The prompt for this week is…
For the last six years I’ve lived without a dishwasher and washer/dryer in the house. This year we moved into a place that has both and now I can’t imagine how I did without such modern conveniences. The novelty of it still hasn’t worn off yet, so doing dishes and laundry is actually fun and I get giddy every time I get to do a load.
Seriously though, dish washing and laundry are actually my two most favorite chores, even during those years when I did dishes by hand and had to haul dirty clothes out to a shared machine. Something about making dirty things clean gave me such a feeling of accomplishment. Looking at sparkling dishes drying on a rack or stacks of folded laundry always made me feel so productive. Maybe it was the simplicity of it all, or the predictable cycle of wash, rinse, repeat – for me it was therapeutic, comforting, and reassuring. During days when I felt like I was a failure of a mom, a wife, a Christian, I would find solace in the fact that I couldn’t get dishes and laundry wrong.

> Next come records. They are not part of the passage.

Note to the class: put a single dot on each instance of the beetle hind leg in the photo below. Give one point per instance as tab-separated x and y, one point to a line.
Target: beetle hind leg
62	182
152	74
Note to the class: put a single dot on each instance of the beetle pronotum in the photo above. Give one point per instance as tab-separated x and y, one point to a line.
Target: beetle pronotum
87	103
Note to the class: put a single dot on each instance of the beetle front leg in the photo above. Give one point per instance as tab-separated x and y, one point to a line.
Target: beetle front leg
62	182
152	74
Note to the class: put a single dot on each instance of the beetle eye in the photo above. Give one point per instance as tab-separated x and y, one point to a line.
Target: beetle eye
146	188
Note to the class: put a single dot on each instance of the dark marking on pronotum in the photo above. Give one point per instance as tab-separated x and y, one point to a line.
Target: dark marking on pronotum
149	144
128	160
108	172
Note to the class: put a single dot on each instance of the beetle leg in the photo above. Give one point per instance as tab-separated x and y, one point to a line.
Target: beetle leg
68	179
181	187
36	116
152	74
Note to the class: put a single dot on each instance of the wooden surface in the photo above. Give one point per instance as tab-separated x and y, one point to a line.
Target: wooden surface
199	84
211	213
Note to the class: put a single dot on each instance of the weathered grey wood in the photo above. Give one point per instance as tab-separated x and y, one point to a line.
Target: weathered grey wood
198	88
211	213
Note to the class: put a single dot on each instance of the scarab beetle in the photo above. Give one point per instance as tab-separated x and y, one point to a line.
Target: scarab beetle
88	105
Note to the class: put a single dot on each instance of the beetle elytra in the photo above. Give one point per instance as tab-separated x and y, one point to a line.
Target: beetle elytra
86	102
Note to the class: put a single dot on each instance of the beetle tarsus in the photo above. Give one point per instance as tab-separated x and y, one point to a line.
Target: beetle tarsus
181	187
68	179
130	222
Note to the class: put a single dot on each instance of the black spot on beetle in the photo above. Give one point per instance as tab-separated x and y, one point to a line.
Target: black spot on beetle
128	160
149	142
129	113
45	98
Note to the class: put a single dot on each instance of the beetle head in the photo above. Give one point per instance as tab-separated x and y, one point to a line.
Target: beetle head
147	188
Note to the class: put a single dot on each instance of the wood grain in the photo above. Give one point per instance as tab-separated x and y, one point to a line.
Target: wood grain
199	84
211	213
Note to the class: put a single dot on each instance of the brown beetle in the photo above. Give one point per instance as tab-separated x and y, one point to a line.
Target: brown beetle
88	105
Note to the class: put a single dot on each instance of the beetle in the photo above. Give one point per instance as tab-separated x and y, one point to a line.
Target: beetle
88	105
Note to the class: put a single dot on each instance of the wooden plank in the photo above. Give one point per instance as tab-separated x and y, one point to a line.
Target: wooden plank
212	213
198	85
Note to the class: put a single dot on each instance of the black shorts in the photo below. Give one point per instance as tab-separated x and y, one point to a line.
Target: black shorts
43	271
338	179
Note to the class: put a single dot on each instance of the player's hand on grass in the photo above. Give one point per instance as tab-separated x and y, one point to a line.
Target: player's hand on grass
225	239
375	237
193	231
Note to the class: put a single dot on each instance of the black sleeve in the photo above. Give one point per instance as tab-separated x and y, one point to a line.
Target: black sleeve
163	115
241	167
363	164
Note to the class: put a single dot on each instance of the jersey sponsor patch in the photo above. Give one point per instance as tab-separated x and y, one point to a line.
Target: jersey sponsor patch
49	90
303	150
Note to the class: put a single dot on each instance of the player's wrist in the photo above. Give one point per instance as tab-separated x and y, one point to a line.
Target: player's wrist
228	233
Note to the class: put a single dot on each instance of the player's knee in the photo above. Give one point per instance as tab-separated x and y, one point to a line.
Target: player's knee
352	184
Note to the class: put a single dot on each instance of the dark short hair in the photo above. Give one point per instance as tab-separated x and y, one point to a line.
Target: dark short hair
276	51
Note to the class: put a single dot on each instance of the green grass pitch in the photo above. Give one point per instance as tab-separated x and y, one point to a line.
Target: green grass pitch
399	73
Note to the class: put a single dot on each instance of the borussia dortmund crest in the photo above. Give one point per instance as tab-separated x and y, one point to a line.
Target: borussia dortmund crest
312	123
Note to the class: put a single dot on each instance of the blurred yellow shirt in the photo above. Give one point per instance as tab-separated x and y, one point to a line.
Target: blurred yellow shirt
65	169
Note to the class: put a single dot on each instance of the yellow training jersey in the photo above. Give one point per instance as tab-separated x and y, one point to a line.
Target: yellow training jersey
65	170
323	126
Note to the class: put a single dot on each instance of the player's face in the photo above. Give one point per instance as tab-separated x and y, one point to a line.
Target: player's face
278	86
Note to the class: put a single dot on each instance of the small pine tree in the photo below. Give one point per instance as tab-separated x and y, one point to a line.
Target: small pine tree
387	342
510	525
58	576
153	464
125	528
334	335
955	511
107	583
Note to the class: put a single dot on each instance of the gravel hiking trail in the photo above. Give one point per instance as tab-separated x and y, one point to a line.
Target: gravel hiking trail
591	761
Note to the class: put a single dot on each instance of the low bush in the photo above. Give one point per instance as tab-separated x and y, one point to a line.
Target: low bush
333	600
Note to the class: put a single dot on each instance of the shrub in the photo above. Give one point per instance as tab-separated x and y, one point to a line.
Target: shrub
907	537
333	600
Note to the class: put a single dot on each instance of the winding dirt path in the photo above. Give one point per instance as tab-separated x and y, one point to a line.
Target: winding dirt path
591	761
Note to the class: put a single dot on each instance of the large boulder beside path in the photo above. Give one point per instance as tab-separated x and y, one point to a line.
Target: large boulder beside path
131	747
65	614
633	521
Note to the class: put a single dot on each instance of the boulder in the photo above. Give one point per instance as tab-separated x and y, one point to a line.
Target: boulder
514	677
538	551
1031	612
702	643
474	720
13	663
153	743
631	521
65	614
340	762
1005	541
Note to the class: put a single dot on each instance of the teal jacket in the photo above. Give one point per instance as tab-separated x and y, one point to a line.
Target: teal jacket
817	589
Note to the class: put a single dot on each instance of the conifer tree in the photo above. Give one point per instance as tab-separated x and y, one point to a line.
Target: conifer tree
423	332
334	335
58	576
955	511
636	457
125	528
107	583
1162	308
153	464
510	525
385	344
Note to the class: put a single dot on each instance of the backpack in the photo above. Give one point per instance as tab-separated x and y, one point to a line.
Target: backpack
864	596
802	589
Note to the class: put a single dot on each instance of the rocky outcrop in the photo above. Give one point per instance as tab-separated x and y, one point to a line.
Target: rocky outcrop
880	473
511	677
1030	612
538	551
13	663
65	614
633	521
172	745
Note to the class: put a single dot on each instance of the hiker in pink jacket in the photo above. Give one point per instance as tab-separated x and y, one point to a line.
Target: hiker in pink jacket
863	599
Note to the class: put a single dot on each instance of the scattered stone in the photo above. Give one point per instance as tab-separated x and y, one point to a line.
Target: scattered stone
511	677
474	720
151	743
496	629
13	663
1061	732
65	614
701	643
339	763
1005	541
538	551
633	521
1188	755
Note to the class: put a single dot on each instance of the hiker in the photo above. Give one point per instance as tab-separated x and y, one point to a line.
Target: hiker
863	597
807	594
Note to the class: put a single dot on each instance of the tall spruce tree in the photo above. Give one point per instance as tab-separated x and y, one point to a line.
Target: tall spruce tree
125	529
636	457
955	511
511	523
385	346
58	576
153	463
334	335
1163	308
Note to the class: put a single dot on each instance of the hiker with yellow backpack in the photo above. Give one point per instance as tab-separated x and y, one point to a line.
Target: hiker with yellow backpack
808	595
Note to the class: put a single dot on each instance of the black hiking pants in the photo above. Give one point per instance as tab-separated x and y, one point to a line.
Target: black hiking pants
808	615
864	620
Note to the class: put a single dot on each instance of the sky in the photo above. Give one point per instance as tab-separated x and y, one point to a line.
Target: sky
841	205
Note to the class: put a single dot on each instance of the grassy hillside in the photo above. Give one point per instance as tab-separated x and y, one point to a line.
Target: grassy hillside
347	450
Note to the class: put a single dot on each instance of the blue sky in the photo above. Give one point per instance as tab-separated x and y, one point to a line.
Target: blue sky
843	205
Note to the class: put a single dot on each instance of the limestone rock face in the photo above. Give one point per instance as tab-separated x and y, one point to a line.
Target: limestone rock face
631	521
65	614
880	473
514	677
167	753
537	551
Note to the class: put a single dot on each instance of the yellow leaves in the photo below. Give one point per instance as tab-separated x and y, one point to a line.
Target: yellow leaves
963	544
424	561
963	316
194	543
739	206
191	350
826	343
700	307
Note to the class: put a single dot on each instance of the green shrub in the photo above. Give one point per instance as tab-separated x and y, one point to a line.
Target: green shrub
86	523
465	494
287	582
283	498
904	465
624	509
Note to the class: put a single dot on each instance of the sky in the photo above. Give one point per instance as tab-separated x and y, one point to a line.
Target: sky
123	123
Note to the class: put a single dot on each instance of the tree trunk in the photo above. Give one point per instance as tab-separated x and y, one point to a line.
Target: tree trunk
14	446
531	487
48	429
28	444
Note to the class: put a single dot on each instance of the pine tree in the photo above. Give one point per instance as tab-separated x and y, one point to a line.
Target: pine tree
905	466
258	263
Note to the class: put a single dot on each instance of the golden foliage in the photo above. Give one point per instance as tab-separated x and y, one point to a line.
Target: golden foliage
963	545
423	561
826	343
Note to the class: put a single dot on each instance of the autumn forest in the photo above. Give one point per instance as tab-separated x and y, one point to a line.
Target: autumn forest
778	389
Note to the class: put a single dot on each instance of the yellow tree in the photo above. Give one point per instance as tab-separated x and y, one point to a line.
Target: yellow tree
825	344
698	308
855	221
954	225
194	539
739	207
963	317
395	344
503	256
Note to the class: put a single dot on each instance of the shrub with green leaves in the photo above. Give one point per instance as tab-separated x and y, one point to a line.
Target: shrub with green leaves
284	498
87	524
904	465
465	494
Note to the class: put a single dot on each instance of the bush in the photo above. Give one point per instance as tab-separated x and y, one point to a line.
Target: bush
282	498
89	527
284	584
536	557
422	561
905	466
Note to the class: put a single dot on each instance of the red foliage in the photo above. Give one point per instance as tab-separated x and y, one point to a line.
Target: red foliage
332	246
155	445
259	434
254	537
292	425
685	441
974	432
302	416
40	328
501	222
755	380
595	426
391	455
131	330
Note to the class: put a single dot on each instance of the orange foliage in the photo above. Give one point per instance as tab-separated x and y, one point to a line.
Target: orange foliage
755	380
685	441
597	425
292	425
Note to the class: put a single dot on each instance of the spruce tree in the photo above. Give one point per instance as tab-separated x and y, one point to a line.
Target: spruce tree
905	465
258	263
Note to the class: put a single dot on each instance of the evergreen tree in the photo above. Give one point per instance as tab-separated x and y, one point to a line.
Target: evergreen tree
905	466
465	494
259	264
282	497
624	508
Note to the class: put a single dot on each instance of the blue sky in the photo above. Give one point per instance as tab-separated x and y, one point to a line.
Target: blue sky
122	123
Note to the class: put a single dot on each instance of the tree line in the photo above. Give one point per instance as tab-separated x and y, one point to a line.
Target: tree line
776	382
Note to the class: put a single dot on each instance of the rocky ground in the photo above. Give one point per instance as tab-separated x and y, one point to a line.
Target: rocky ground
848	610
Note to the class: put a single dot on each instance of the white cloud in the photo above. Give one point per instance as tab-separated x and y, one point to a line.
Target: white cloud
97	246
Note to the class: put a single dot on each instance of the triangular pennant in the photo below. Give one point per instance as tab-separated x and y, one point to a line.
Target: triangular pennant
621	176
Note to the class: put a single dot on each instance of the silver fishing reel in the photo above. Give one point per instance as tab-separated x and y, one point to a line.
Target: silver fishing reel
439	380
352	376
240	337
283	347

For some women it’s chocolate, ice cream or shopping therapy; for me doing dishes and laundry always seemed to make me feel better.
Sometimes I wish everything in life was as easy as laundry. I wish I could throw all the things I don’t want to touch in the hamper of my heart – anger, bitterness, hurt, jealousies – into a machine, add soap, press a button, and have them come out all clean and smelling like lavender. I wish I could fold and sort all the confusing and mixed emotions I feel and put them neatly back where they belong. Instead, my heart usually feels like it’s on a constant wash cycle, the insides turbulent and churning, but never really getting clean. Or maybe it’s just a really long wash cycle and I need to be patient. Yeah maybe that’s it. Maybe the Lord is doing laundry in my heart and He knows it’s a delicate load that requires time. Anyways, I hope it’s a chore He enjoys.